Requiring Sinatra::Base does not set any of the default configuration settings that requiring Sinatra does. You'll need to set :public_folder ... to a suitable value yourself, e.g:
set :public_folder, 'public'
I've set up Rack::Reload according to this thread
# config.ru
require 'rubygems'
require 'sinatra'
set :environment, :development
require 'app'
run Sinatra::Application
# app.rb
class Sinatra::Reloader < Rack::Reloader
def safe_load(file, mtime, stderr = $stderr)
if file == Sinatra::Application.app_file
::Sinatra::Application.reset!
stderr.puts "#{self.class}: reseting routes"
end
super
end
end
configure(:development) { use Sinatra::Reloader }
get '/' do
'foo'
end
Running with thin via thin start -R config.ru, but it only reloads newly added routes. When I change already existing route, it still runs the old code.
When I add new route, it correctly reloads it, so it is accessible, but it doesn't reload anything else.
For example, if I changed routes to
get '/' do
'bar'
end
get '/foo' do
'baz'
end
Than / would still serve foo, even though it has changed, but /foo would correctly reload and serve baz.
Is this normal behavior, or am I missing something? I'd expect whole source file to be reloaded. The only way around I can think of right now is restarting whole webserver when filesystem changes.
I'm running on Windows Vista x64, so I can't use shotgun because of fork().
You could try sinatra-reloader, which is known to work well on Windows (also, it's faster than shotgun).
This works:
# config.ru
require 'rubygems'
require 'app'
set :environment, :development
run Sinatra::Application
# app.rb
require 'sinatra'
class Sinatra::Reloader < Rack::Reloader
def safe_load(file, mtime, stderr = $stderr)

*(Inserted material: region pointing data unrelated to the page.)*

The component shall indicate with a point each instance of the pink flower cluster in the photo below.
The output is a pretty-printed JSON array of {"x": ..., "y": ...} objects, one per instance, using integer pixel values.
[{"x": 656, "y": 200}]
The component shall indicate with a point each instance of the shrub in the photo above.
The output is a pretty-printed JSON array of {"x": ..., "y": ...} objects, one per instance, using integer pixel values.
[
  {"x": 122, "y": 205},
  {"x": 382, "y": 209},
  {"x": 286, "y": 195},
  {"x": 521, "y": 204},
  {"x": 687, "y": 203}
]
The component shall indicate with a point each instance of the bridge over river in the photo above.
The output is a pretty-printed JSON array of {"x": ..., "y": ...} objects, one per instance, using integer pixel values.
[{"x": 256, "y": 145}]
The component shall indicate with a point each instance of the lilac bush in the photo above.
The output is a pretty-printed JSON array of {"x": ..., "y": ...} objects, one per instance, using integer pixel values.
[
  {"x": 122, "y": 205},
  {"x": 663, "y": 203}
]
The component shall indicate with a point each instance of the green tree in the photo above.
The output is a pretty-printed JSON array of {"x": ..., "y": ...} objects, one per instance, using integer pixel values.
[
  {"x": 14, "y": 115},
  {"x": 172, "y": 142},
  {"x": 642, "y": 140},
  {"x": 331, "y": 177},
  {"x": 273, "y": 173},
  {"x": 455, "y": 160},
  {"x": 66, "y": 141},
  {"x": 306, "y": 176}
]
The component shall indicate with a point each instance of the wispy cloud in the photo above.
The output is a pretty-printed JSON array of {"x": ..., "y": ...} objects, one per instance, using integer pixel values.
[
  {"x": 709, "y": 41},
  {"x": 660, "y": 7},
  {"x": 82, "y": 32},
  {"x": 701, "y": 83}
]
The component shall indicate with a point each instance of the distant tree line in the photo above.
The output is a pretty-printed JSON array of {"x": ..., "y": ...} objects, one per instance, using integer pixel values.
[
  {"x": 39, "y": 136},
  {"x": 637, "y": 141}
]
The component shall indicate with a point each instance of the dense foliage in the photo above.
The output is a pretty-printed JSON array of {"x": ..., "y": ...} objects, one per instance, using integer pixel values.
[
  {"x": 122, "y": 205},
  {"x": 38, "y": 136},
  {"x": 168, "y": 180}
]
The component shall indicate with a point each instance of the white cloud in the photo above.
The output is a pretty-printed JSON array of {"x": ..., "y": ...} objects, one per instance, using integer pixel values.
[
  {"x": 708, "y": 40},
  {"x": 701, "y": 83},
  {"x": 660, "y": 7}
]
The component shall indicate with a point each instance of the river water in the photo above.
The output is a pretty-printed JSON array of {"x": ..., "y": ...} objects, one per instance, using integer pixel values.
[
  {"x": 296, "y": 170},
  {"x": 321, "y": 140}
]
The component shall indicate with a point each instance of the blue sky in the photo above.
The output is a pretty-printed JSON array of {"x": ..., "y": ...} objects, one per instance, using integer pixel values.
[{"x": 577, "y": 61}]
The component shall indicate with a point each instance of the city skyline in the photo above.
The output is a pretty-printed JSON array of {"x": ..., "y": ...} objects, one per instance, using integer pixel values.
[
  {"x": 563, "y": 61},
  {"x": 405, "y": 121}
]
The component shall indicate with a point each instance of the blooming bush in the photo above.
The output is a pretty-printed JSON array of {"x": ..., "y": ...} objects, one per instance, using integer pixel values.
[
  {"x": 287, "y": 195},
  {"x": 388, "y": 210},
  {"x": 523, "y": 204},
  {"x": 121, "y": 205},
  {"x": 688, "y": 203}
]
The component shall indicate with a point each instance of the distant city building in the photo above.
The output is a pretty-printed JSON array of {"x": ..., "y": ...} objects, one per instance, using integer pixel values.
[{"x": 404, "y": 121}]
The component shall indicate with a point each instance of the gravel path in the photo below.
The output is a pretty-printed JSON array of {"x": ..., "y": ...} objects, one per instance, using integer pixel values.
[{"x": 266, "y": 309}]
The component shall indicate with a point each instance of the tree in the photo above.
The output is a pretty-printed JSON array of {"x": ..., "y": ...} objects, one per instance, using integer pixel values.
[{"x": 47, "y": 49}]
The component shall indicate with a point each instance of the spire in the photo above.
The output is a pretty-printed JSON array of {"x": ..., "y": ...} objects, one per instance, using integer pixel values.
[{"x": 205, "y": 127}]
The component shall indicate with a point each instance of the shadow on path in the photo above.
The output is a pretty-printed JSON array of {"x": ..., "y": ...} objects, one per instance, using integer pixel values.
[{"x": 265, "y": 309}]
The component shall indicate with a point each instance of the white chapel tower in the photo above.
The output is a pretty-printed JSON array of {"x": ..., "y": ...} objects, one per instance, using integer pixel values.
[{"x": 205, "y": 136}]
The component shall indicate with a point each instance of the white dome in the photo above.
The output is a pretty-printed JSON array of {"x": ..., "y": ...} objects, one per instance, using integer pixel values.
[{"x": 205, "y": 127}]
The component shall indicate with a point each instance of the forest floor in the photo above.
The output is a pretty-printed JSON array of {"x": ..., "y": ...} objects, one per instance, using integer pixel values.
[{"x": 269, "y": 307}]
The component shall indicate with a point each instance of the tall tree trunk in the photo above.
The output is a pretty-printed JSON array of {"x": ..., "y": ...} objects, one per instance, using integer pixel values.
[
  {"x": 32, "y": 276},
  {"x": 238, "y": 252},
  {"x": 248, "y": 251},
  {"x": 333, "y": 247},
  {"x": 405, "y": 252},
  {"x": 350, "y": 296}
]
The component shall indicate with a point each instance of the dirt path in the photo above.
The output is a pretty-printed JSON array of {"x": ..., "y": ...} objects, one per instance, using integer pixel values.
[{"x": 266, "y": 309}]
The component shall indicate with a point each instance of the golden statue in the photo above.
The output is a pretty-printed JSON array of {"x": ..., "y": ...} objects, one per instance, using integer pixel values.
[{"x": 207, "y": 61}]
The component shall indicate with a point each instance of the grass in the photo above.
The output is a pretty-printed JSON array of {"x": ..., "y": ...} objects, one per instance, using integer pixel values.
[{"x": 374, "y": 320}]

if file == File.expand_path(Sinatra::Application.app_file)
::Sinatra::Application.reset!
stderr.puts "#{self.class}: reseting routes"
end
super
end
end
configure(:development) { use Sinatra::Reloader }
get '/' do
'foo'
end
It matters from where you have the require statement. But I find the following solution more elegant and robust:
# config.ru
require 'rubygems'
require 'sinatra'
require 'rack/reloader'
require 'app'
set :environment, :development
use Rack::Reloader, 0 if development?
run Sinatra::Application
# app.rb
Sinatra::Application.reset!
get '/' do
'foo'
end
Does Shotgun not work on Windows?
From the README:
Shotgun
This is an automatic reloading version of the rackup command that's shipped with
Rack. It can be used as an alternative to the complex reloading logic provided
by web frameworks or in environments that don't support application reloading.
The shotgun command starts one of Rack's supported servers (e.g., mongrel, thin,
webrick) and listens for requests but does not load any part of the actual
application. Each time a request is received, it forks, loads the application in
the child process, processes the request, and exits the child process. The
result is clean, application-wide reloading of all source files and templates on
each request.
You can also try using Trinidad a JRuby Rack container based on Tomcat. In my experience it does change reloading by default without having to modify your source files. Bloody fast too. Obviously no good if you are using native libraries, but if you are deploying on Windows you are probably used to adopting a pure-ruby approach.
Its syntax is just as simple as the thin approach:
jruby -S trinidad -r config.ru
There is no Java specific yak shaving (i.e. creating web.xml or WARing up your Ruby app) and the gem is simple to install.